The paper studies how thermalization dynamics in strongly coupled gauge theories change as the coupling is reduced from infinity by computing finite-coupling corrections to holographic quasinormal spectra. Using higher-derivative gravity terms (R^4 and curvature-squared actions, including Gauss-Bonnet gravity), the authors analyze corrections to the three channels of metric perturbations and track the evolution of quasinormal poles, unveiling a coupling-dependent breakdown of hydrodynamics at a critical wave vector q_c. A key finding is that the hydrodynamic regime broadens with increasing coupling, while the ratio η/s times the relaxation time shows only modest variation away from its infinite-coupling value, suggesting a clumsy but useful link to kinetic theory intuition even at strong coupling. The work also reveals qualitatively distinct pole-density and spectral-function behaviors depending on whether η/s is above or below the universal infinite-coupling bound, and discusses implications for relaxation-time bounds and the viscosity–entropy connection in quantum systems.

Abstract

We investigate the analytic structure of thermal energy-momentum tensor correlators at large but finite coupling in quantum field theories with gravity duals. We compute corrections to the quasinormal spectra of black branes due to the presence of higher derivative $R^2$ and $R^4$ terms in the action, focusing on the dual to $\mathcal{N}=4$ SYM theory and Gauss-Bonnet gravity. We observe the appearance of new poles in the complex frequency plane at finite coupling. The new poles interfere with hydrodynamic poles of the correlators leading to the breakdown of hydrodynamic description at a coupling-dependent critical value of the wave-vector. The dependence of the critical wave vector on the coupling implies that the range of validity of the hydrodynamic description increases monotonically with the coupling. The behavior of the quasinormal spectrum at large but finite coupling may be contrasted with the known properties of the hierarchy of relaxation times determined by the spectrum of a linearized kinetic operator at weak coupling. We find that the ratio of a transport coefficient such as viscosity to the relaxation time determined by the fundamental non-hydrodynamic quasinormal frequency changes rapidly in the vicinity of infinite coupling but flattens out for weaker coupling, suggesting an extrapolation from strong coupling to the kinetic theory result. We note that the behavior of the quasinormal spectrum is qualitatively different depending on whether the ratio of shear viscosity to entropy density is greater or less than the universal, infinite coupling value of $\hbar/4πk_B$. In the former case, the density of poles increases, indicating a formation of branch cuts in the weak coupling limit, and the spectral function shows the appearance of narrow peaks. We also discuss the relation of the viscosity-entropy ratio to conjectured bounds on relaxation time in quantum systems.

Figures (31)

• Figure 1: The spectrum of a linear collision operator: a) discrete spectrum, b) continuous spectrum with a gap, realized for the interaction potential $U=\alpha/r^n$, $n>4$, c) gapless continuous spectrum, realized for the interaction potential $U=\alpha/r^n$, $n<4$, d) Hod spectrum (see text): $0 \leq \nu_{min} \leq \nu_c$. In all cases, $\nu =0$ is a degenerate eigenvalue corresponding to hydrodynamic modes (at zero spatial momentum).
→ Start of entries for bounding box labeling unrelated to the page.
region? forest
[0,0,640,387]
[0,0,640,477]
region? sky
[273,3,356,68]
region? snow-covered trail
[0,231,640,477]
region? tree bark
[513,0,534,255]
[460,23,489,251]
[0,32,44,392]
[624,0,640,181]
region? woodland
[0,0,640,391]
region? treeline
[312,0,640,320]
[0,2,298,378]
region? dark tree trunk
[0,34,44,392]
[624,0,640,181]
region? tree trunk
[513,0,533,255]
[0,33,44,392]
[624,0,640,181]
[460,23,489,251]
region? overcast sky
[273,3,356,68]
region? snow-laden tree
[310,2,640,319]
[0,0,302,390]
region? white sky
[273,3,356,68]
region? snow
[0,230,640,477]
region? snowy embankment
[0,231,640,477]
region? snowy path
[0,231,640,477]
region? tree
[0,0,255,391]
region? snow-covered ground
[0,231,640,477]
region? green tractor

• Figure 2: Phase diagram of the $d=1+1$ quantum Ising model sachdev-book-2. The relaxation time in the quantum critical region is determined by the lowest quasinormal frequency of the BTZ black hole.
• Figure 3: Singularities of a thermal two-point correlation function in the complex frequency plane at (vanishingly) small Hartnoll:2005ju (left panel) and infinitely large Starinets:2002br (right panel) values of the coupling.
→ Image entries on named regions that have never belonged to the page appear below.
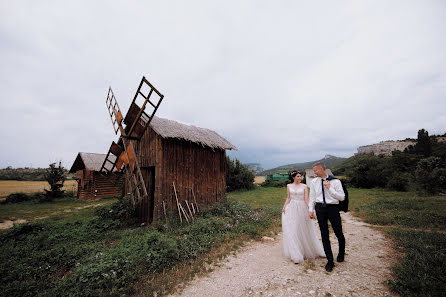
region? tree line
[333,129,446,195]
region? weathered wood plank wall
[77,170,123,200]
[133,128,226,222]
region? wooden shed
[124,111,236,223]
[69,152,123,200]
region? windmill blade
[105,87,124,135]
[124,76,164,139]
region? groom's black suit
[310,178,345,263]
[316,203,345,263]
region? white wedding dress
[282,184,325,263]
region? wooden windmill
[100,77,164,205]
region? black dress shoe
[325,262,334,272]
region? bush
[415,157,446,195]
[226,157,255,192]
[386,172,410,192]
[95,197,136,223]
[2,192,46,204]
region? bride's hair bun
[288,170,304,182]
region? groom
[308,162,345,272]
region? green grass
[349,189,446,231]
[227,187,286,209]
[0,187,446,296]
[0,197,117,221]
[349,189,446,296]
[0,194,272,296]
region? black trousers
[316,203,345,262]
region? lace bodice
[288,185,305,201]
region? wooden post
[172,182,183,223]
[184,200,194,219]
[180,204,189,223]
[163,200,167,224]
[191,188,200,212]
[190,202,195,215]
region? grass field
[0,180,77,198]
[0,187,446,296]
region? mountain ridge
[257,154,347,175]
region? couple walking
[282,162,345,272]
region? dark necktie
[321,178,327,207]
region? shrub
[226,157,255,192]
[415,157,446,195]
[386,172,410,192]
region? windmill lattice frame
[100,76,164,205]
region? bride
[282,170,325,264]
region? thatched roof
[70,152,114,173]
[150,116,237,150]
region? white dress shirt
[308,176,345,212]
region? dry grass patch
[0,180,77,198]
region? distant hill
[257,155,347,175]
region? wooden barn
[124,112,236,223]
[69,153,123,200]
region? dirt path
[172,213,395,297]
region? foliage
[1,192,72,204]
[96,197,136,225]
[45,162,66,201]
[226,157,255,192]
[0,194,271,296]
[350,189,446,296]
[388,229,446,296]
[414,129,432,157]
[0,166,74,181]
[386,171,411,192]
[333,129,446,195]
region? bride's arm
[282,185,291,213]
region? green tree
[415,157,446,195]
[226,157,255,192]
[45,162,66,201]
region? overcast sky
[0,0,446,168]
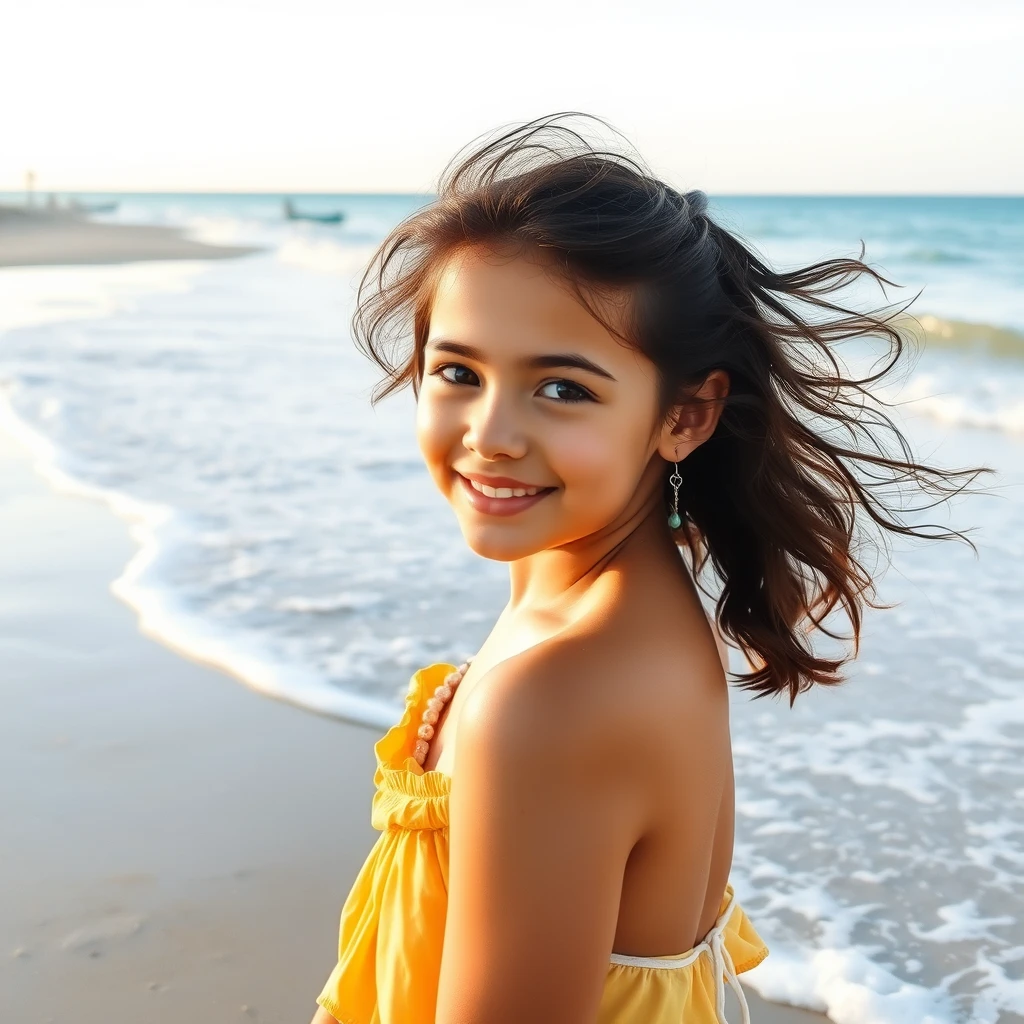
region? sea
[0,194,1024,1024]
• Figure 4: Singularities of thermal two-point correlation function of the energy-momentum tensor in the shear channel in the complex frequency plane at large coupling at $\eta/s>\hbar/4\pi k_B$ (left panel) and at $\eta/s<\hbar/4\pi k_B$ (right panel). Poles at infinitely large coupling are indicated by squares. At large but finite coupling, their new positions are shown by crosses.
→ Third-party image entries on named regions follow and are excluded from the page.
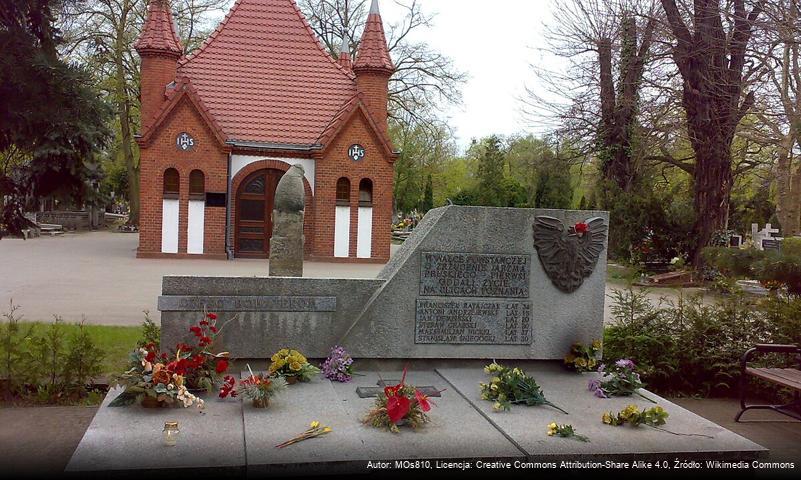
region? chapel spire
[338,33,353,70]
[134,0,183,57]
[353,0,395,135]
[353,0,395,76]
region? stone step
[67,361,767,476]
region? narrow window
[337,177,350,207]
[359,178,373,207]
[164,168,181,198]
[189,170,206,200]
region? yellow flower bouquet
[270,348,320,385]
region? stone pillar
[270,164,306,277]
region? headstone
[762,238,783,252]
[270,164,306,277]
[751,223,779,250]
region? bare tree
[661,0,765,265]
[524,0,658,192]
[59,0,229,224]
[298,0,467,136]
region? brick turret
[134,0,183,132]
[353,0,395,135]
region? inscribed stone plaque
[414,298,531,345]
[159,295,337,312]
[420,252,531,298]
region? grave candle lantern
[162,422,181,447]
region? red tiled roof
[318,93,397,162]
[178,0,356,145]
[134,0,184,57]
[353,8,395,73]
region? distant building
[135,0,397,262]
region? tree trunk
[776,133,801,235]
[691,131,733,265]
[114,16,139,225]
• Figure 5: Poles (shown by squares) of the energy-momentum retarded two-point function of $\mathcal{N}=4$ SYM in the scalar channel, for various values of the coupling constant and $\mathfrak{q}=0.1$. From top left: $\gamma = \{10^{-5},\, 10^{-4}, \,10^{-3},\, 10^{-2}\}$ corresponding to values of the 't Hooft coupling $\lambda \approx \{609,\, 131, \, 28,\, 6\}$. Poles at $\gamma = 0$ ($\lambda\rightarrow \infty$) are shown by circles.